Gosto de dançar. Sempre gostei. Qualquer ritmo. O twist era o máximo. Treinava-se com bambolê, para afrouxar os quadris. Por onde andarão o twist e os bambolês? Mas a porção de meu sangue de afrodescendente ferve, mesmo, é com samba. Em qualquer estilo. Da gafieira, ao fundo de quintal; de Ary Barroso a Seu Jorge. Aquele dos botecos da Lapa, no Rio, ao do extinto Sandália de Prata, em Porto Alegre.
Já dancei ao redor de coreto, na praça central de Poços de Caldas, em Minas; no convés de antigo vapor, no rio Jacuí; por ruas de Lajeado e Estrela, desfilando pela escola de samba "Explode, Coração".
Eis que surge, em Ponta Delgada, nos Açores, em ensolarada manhã de sábado, cena que revive todos aqueles momentos bailantes. Diante de belos arcos - cartão postal da capital da ilha de São Miguel - em amplo e aberto espaço, portugueses ilhéus dançam. Muitos em trajes típicos. O dia é festivo, pois quatro navios despejaram cerca de 10 mil turistas.
Sinto os pés comicharem, vendo graciosa portuguesa dançando com cidadão nada gracioso, e sem indumentária lusa.
- Deve ser o pai - comento.
Apesar disso, arrasta os pés muito bem. Aproxima-se jovem portando violão, vestido a caráter, de tamancos. A moçoila agradece ao par, e acompanha o músico. Deduzo que o pé-de-valsa não é pai da rapariga, e o jovem, por certo, é o namorado. Passa-me frio na espinha. Não quero acreditar. Olho ao redor. Peço socorro a meu distraído alemão, que filma o entorno. O bailarino, ex-pai, convida-me para dançar!
Companheiraço liberal, sabendo que, no fundo, no fundo, eu queria cair no baile, incentiva-me: "vai, vai, que fotografo". Assim danças com português da gema, em pleno Açores".

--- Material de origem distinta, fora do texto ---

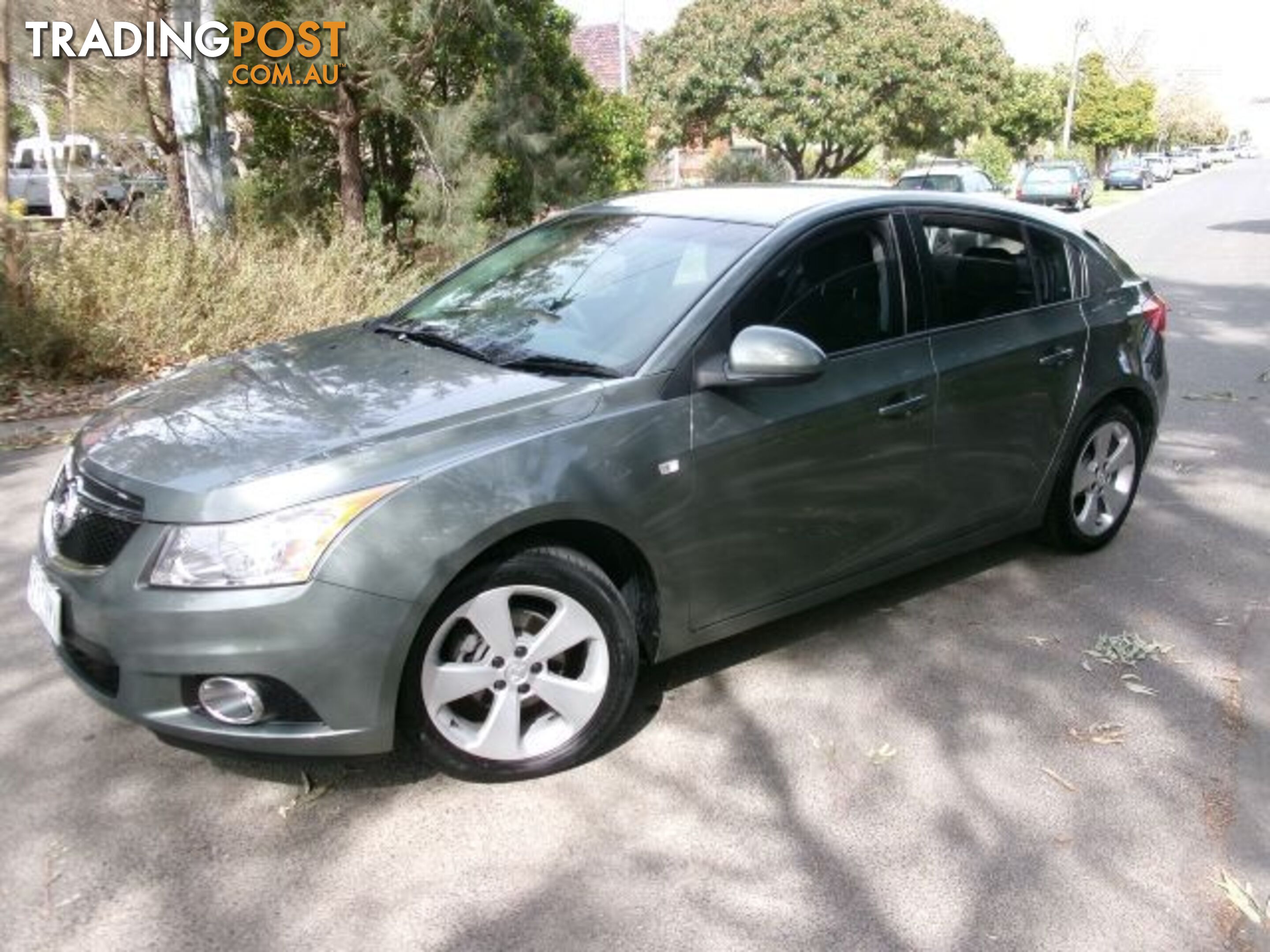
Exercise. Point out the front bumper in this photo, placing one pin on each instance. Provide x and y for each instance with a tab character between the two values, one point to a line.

Os primeiros volteios de espécie de valsa são a glória. Nem olho para o par. Faço poses, arreganho a boca em sorrisos para os flashes que pipocam ao redor da "pista de baile". Palmas, palmas. Sinto-me disputando a Dança dos Famosos.
Resolvo, no embalo, ser gentil. Elogio a ilha, Portugal, a festa. Nenhuma resposta. Quem sabe não entende bem o português do Brasil? Digo, então, pausadamente, que sou brasileira. Até com um pois, pois. O bailarino parece entender. Levo um choque, perco o ritmo, ao ouvir:
- Je suis français (Eu sou francês).
O queeeeê? Francês? Gastei as solas das sapatilhas, as caras e bocas, o salvo-conduto conquistado, dançando com o homem errado? Pois, pois, com licença. Fui!
PS: Não dancei com um português, mas consegui fotografar o casal de namorados açorianos. Junto, a sogra do gajo menestrel.